Annoncée vendredi 27 février à Bruxelles, cette décision permet à la Commission d’enclencher la mise en œuvre de dispositions commerciales majeures sans attendre la ratification complète par les parlements nationaux, ni même l’avis de la Cour de justice de l’Union européenne, actuellement saisie. Juridiquement permise, la manœuvre est politiquement explosive.

Ursula von der Leyen justifie son choix par des consultations menées avec les États membres et le Parlement européen, ainsi que par la ratification récente de l’accord par l’Uruguay et l’Argentine. Mais cette accélération est perçue par ses détracteurs comme un passage en force.

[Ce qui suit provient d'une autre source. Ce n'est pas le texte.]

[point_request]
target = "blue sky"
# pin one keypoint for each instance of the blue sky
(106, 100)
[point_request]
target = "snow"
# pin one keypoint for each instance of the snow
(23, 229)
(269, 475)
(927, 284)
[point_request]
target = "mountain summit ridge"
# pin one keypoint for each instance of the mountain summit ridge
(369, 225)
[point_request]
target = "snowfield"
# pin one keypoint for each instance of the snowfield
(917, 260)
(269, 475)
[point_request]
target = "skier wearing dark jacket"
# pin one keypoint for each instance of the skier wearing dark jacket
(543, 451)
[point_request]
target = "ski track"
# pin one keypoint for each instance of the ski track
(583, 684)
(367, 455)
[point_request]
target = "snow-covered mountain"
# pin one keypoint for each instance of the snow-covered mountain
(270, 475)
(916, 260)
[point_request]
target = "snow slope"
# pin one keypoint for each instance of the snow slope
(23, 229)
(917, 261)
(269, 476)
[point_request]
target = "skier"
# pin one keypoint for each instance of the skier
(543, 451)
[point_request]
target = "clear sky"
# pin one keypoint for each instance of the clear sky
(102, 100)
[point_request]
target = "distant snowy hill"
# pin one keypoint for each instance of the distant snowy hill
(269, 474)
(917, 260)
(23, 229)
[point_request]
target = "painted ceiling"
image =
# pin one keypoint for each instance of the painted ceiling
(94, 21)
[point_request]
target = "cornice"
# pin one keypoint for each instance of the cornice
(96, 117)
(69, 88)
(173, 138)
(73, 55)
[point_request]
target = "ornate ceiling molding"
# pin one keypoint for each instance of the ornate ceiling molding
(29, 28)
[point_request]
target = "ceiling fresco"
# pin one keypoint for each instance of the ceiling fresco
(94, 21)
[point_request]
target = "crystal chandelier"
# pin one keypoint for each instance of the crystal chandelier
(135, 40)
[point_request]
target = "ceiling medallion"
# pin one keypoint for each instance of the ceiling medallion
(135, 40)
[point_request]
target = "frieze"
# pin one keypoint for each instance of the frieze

À Paris, la réaction ne s’est pas fait attendre. Le président Emmanuel Macron a dénoncé une « mauvaise surprise » et une « mauvaise manière », révélant la profondeur du désaccord entre la France et l’exécutif européen. Le gouvernement redoute un choc frontal pour l’agriculture française, exposée à une concurrence accrue de produits sud-américains moins chers et soumis à des normes moins strictes.

Dans le monde agricole, la colère est immédiate. La FNSEA accuse la Commission de piétiner le  processus démocratique. Son président, Arnaud Rousseau, dénonce un « déni de démocratie » et appelle l’exécutif français à réagir fermement. Pour les syndicats, cette décision symbolise une rupture de confiance avec les institutions européennes.

Sur le terrain politique, les critiques fusent également au Parlement européen. L’eurodéputée Manon Aubry évoque un « coup de force démocratique sans précédent », accusant la Commission d’imposer un accord controversé avant même la fin des procédures juridiques.

Cette offensive de Bruxelles intervient dans un contexte de divisions profondes au sein de l’Union. Tandis que la France tente de freiner l’accord, d’autres poids lourds comme l’Allemagne et l’Espagne poussent au contraire pour sa mise en œuvre rapide, au nom des intérêts industriels et stratégiques européens.

En choisissant d’activer l’accord de manière provisoire, Ursula von der Leyen prend le risque d’un affrontement politique majeur avec plusieurs capitales et d’alimenter les critiques sur le fonctionnement démocratique de l’Union. Une décision qui pourrait laisser des traces durables dans les relations entre Bruxelles et les États membres.